What do you mean by dematerialise?

Dematerialisation involves converting physical securities into an electronic format for streamlined and secure trading.

What are the objectives of dematerialisation?

The primary goals are to mitigate risks like forgery or loss of physical certificates and to simplify the process of holding and transferring securities.

What documents are required for dematerialisation?

The documents needed for dematerialisation include the dematerialisation request form (DRF), physical share certificates, Know Your Customer (KYC) documents, and power of attorney (POA).

What are the benefits of dematerialisation?

Dematerialisation offers several benefits, including the elimination of risks associated with physical certificates, such as theft, damage, or loss.

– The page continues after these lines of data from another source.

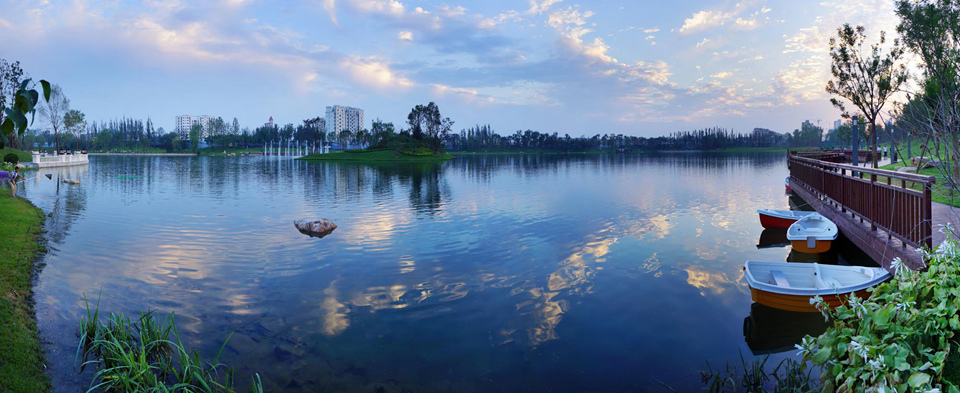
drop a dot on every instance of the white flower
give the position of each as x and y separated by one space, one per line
903 306
859 349
857 306
896 264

It simplifies the process of transferring and trading shares, reduces paperwork, and lowers transaction costs. Additionally, it enables quicker and more secure settlements, providing investors with a more efficient and convenient way to manage their securities.

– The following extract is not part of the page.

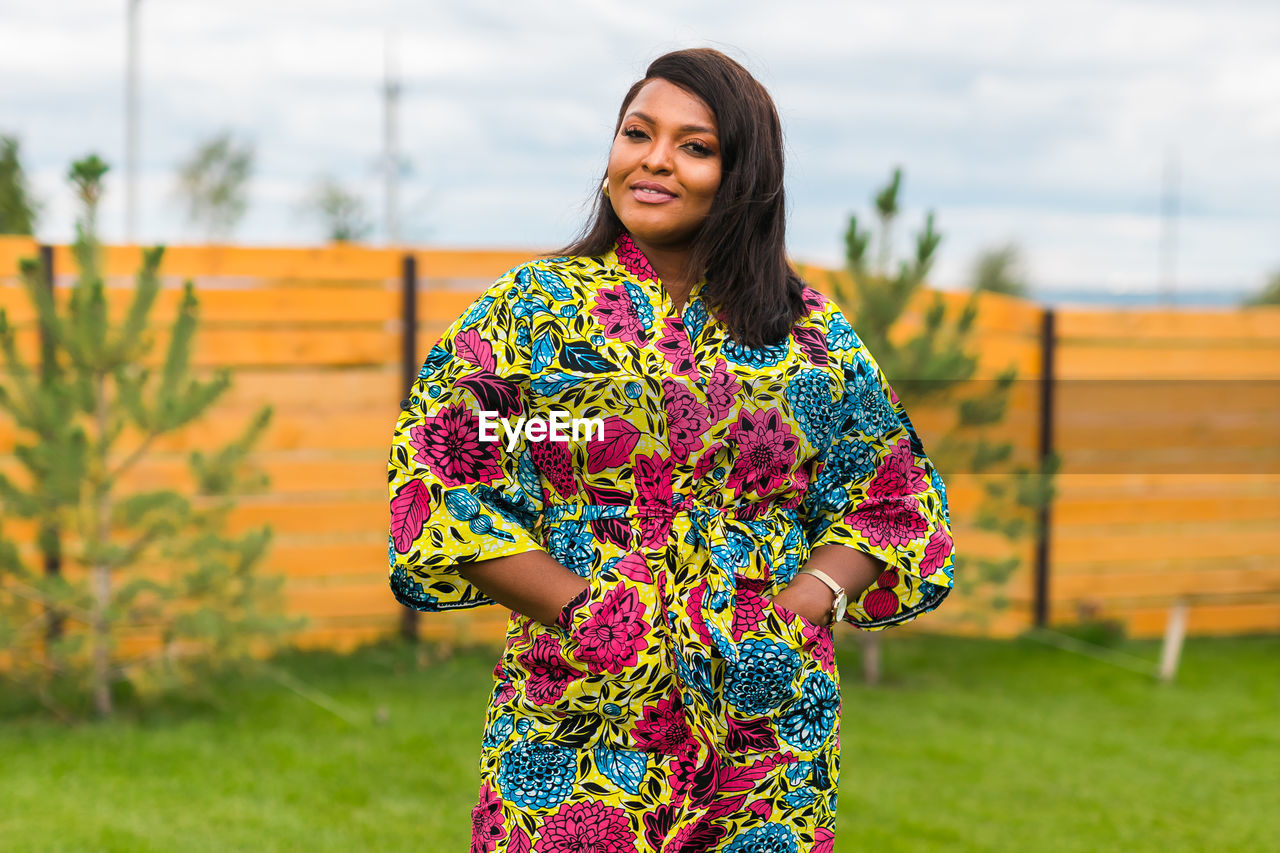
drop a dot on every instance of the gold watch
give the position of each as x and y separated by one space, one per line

How long it takes to dematerialise the shares?

The dematerialisation process typically takes 2–3 weeks. Once completed, investors can trade shares effortlessly online.

Can multiple accounts be opened?

Yes, multiple Demat accounts can be opened across different banks or institutions, subject to their policies.

What is the importance of dematerialisation?

Dematerialisation enables electronic transactions, eliminating the need for physical presence, and allows investors to manage their accounts conveniently via computers or smartphones.